Lectionary Year A
April 11, 1999
John 20:19-31


      This pericope is immediately preceded by Mary weeping at the tomb of Jesus. She is distraught that his body is gone. Peter and John (in verses 1-10) have found that Jesus' body is gone as well. Mary is spoken to by two angels and then has a conversation with Jesus, at first not knowing it is he with whom she is speaking. She recognizes Jesus after he calls her name and Jesus sends her to tell (his brothers) that he is ascending. 20:18 tells us that Mary announces to the disciples that she has seen the Lord and reports to them what he said to her. So, up until our text, the disciples know that Jesus' body is gone from the tomb and that Mary claims to have seen him.

      Following 20:19-31 is an account of another post-resurrection appearance of Jesus to the disciples. It is strange that it falls at this point in the text, since verse 31 of chapter 20 almost reads as a closing. In Chapter 21, Jesus comes to disciples who are not huddled and afraid in a locked house, but are doing some night fishing in the Sea of Tiberias.


      John's differences with the synoptics: no account of the birth of Jesus, baptism, temptation, Last Supper, Gethsemane, or the ascension.

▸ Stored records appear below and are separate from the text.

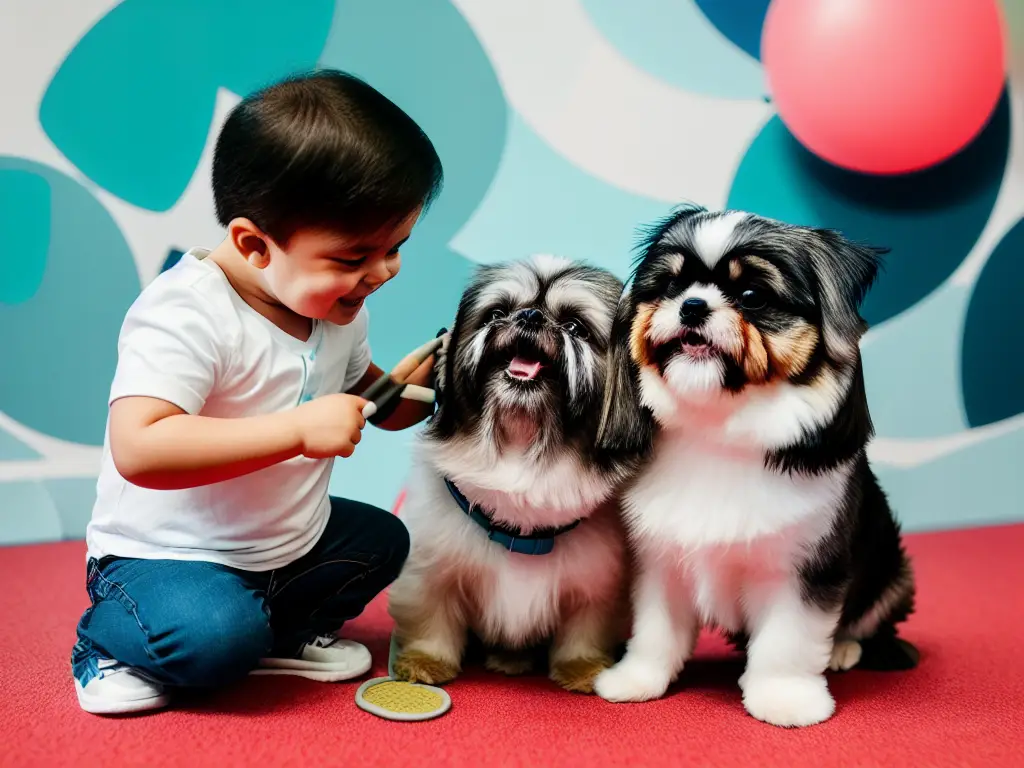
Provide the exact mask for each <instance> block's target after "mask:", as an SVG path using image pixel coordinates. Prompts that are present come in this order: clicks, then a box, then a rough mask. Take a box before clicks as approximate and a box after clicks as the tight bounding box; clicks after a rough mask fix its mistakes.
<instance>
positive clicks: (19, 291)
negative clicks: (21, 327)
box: [0, 170, 50, 304]
mask: <svg viewBox="0 0 1024 768" xmlns="http://www.w3.org/2000/svg"><path fill="white" fill-rule="evenodd" d="M49 247H50V186H49V184H47V183H46V179H44V178H43V177H42V176H39V175H37V174H35V173H31V172H28V171H15V170H11V171H7V172H6V173H0V304H20V303H22V302H25V301H28V300H29V299H31V298H32V297H33V296H34V295H35V293H36V291H37V290H38V289H39V285H40V284H41V283H42V282H43V272H45V271H46V253H47V251H48V250H49Z"/></svg>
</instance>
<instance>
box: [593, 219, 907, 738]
mask: <svg viewBox="0 0 1024 768" xmlns="http://www.w3.org/2000/svg"><path fill="white" fill-rule="evenodd" d="M882 253H884V251H882V250H880V249H872V248H867V247H862V246H859V245H856V244H854V243H852V242H850V241H848V240H846V239H844V238H843V237H842V236H840V234H838V233H837V232H834V231H830V230H823V229H813V228H808V227H799V226H791V225H787V224H784V223H781V222H778V221H773V220H770V219H766V218H762V217H760V216H756V215H753V214H749V213H742V212H731V211H730V212H724V213H713V212H708V211H705V210H702V209H698V208H682V209H680V210H678V211H677V212H676V213H675V214H674V215H672V216H671V217H670V218H668V219H667V220H665V221H662V222H659V223H657V224H656V225H654V226H653V227H652V228H651V229H650V230H649V231H648V232H647V237H646V238H645V239H644V241H643V243H642V246H641V254H640V258H639V260H638V262H637V265H636V268H635V270H634V275H633V285H632V287H631V289H630V290H629V292H628V293H627V294H626V295H624V298H623V301H622V302H621V304H620V307H618V312H617V314H616V318H615V328H614V330H613V332H612V335H613V339H612V342H611V343H612V359H611V360H610V361H609V373H610V381H609V385H608V387H607V389H606V393H605V403H604V407H603V411H602V424H601V428H600V434H601V436H600V438H599V442H600V444H602V445H603V446H605V447H606V449H607V450H609V451H613V452H627V453H630V452H640V453H641V454H647V455H648V456H647V459H646V461H645V465H644V468H643V469H642V470H641V471H640V474H639V475H638V477H637V478H635V480H634V481H633V482H632V483H631V485H630V487H629V489H628V490H627V492H625V495H624V502H623V506H624V513H625V517H626V522H627V526H628V529H629V532H630V537H631V541H632V543H633V544H634V545H635V549H636V556H637V560H638V575H637V579H636V587H635V591H634V601H633V611H634V616H635V620H634V629H633V636H632V638H631V640H630V641H629V645H628V650H627V653H626V656H625V657H624V658H623V660H622V662H620V663H618V664H617V665H615V666H614V667H613V668H612V669H610V670H608V671H606V672H604V673H602V674H601V675H600V676H599V677H598V679H597V681H596V685H595V688H596V691H597V693H598V694H600V695H601V696H603V697H604V698H606V699H609V700H613V701H625V700H644V699H649V698H654V697H657V696H660V695H662V694H664V693H665V691H666V688H667V687H668V685H669V684H670V683H671V682H672V681H673V680H674V679H675V678H676V676H677V675H678V674H679V672H680V671H681V669H682V667H683V663H684V662H685V660H686V659H687V658H688V656H689V655H690V653H691V652H692V649H693V644H694V642H695V638H696V634H697V631H698V627H699V626H700V625H702V624H707V625H710V626H717V627H719V628H721V629H723V630H724V631H725V632H727V633H728V634H729V635H730V636H732V638H733V639H734V640H735V641H736V642H742V643H745V649H746V668H745V671H744V673H743V675H742V677H741V678H740V680H739V686H740V688H741V689H742V693H743V705H744V707H745V708H746V711H748V712H749V713H750V714H751V715H753V716H754V717H755V718H758V719H759V720H763V721H765V722H768V723H773V724H775V725H780V726H800V725H810V724H812V723H818V722H820V721H823V720H825V719H827V718H828V717H830V716H831V714H833V712H834V709H835V702H834V700H833V697H831V695H830V694H829V692H828V687H827V685H826V683H825V678H824V672H825V670H826V669H833V670H846V669H850V668H851V667H854V666H856V665H857V664H858V662H860V663H861V664H862V666H866V665H868V664H870V665H871V666H874V667H876V668H883V667H888V668H906V667H912V666H913V665H914V664H915V662H916V651H915V650H914V649H913V647H912V646H910V645H909V644H907V643H904V642H903V641H900V640H899V639H898V638H897V637H896V634H895V629H894V628H895V625H896V624H897V623H899V622H901V621H902V620H904V618H905V617H906V616H907V615H908V614H909V613H910V611H911V610H912V607H913V594H914V585H913V575H912V572H911V569H910V564H909V562H908V560H907V556H906V554H905V553H904V550H903V547H902V544H901V540H900V531H899V526H898V524H897V522H896V521H895V520H894V518H893V515H892V512H891V510H890V508H889V504H888V502H887V500H886V497H885V495H884V493H883V492H882V489H881V488H880V486H879V482H878V480H877V479H876V477H874V475H873V473H872V472H871V469H870V468H869V466H868V463H867V459H866V457H865V445H866V443H867V441H868V439H869V438H870V436H871V434H872V427H871V421H870V417H869V415H868V410H867V402H866V399H865V392H864V380H863V373H862V369H861V359H860V351H859V340H860V337H861V336H862V334H863V332H864V330H865V324H864V321H863V319H862V318H861V316H860V314H859V304H860V301H861V300H862V298H863V296H864V294H865V292H866V291H867V289H868V287H869V286H870V284H871V282H872V281H873V279H874V276H876V273H877V271H878V269H879V256H880V254H882ZM862 656H863V658H862Z"/></svg>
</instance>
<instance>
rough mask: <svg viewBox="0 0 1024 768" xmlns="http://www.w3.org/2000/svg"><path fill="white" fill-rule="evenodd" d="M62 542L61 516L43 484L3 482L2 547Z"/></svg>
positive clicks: (35, 483) (26, 482)
mask: <svg viewBox="0 0 1024 768" xmlns="http://www.w3.org/2000/svg"><path fill="white" fill-rule="evenodd" d="M59 540H60V516H59V515H58V514H57V510H56V507H54V505H53V501H52V500H51V499H50V496H49V494H47V493H46V488H45V487H44V486H43V484H42V483H40V482H35V481H32V480H25V481H20V480H18V481H14V482H0V545H12V544H37V543H40V542H56V541H59Z"/></svg>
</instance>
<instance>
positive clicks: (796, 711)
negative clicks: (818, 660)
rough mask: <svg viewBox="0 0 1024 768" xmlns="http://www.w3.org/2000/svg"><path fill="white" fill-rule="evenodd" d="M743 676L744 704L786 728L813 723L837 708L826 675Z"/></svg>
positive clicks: (768, 720) (741, 684) (751, 710)
mask: <svg viewBox="0 0 1024 768" xmlns="http://www.w3.org/2000/svg"><path fill="white" fill-rule="evenodd" d="M743 678H744V679H743V680H742V682H741V686H742V688H743V707H745V708H746V712H749V713H750V714H751V715H752V716H753V717H755V718H757V719H758V720H761V721H763V722H765V723H770V724H771V725H778V726H782V727H785V728H794V727H798V726H803V725H814V724H815V723H820V722H823V721H825V720H827V719H828V718H830V717H831V715H833V713H834V712H835V711H836V701H835V700H834V699H833V697H831V694H830V693H829V692H828V685H827V684H826V683H825V679H824V676H823V675H799V676H798V675H791V676H784V677H753V678H752V677H748V676H746V675H744V676H743Z"/></svg>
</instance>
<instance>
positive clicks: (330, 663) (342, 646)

No parable stories or healings of demoniacs. In John, Jesus' speeches are often a whole chapter long.
      The facts of the life and ministry of Jesus are different in John. The design of the gospel as a whole is stated by the author in 20:31. Therefore, what is told in this account of Jesus' life and ministry reveals Jesus as Messiah, Son of God. God is revealed in Jesus Christ. Jesus provided access to God in ways never before possible. The frequent "I am" statements by Jesus in this gospel are a radical claim that Jesus is God incarnate.

      The structure of this gospel is often broken down into two parts:
           Chapters   1-12 the book of signs
           Chapters 13-20 the book of glory


      This gospel was known in Egypt by 100 A.D (from P52). Its first commentary was written by Heracleon around 150. John was most likely written at Ephesus, also maybe Antioch or Alexandria. This gospel is an anonymous document. Tradition claims (Irenaeus) the author as John the "Son of Zebedee", the apostle. Many scholars believe it was composed by a disciple of John who recorded his preaching. The author was a Jewish Christian who wrote for and in a Jewish Christian community in conflict with synagogue authorities.

      The vast majority of converts were now from Hellenistic not Jewish backgrounds. A crisis may have precipitated the writing of this gospel: possibly the "putting out of the synagogue" or excommunication as heretics for those who practiced alternative forms of Judaism (e.g. belief in Jesus). There are certainly Greek and Gnostic influences in 1st century Judaism. The work of Philo is one example. Shades of both these influences, consistant with the religious diversity of the 1st century Mediterranean world, can be seen in John's writing.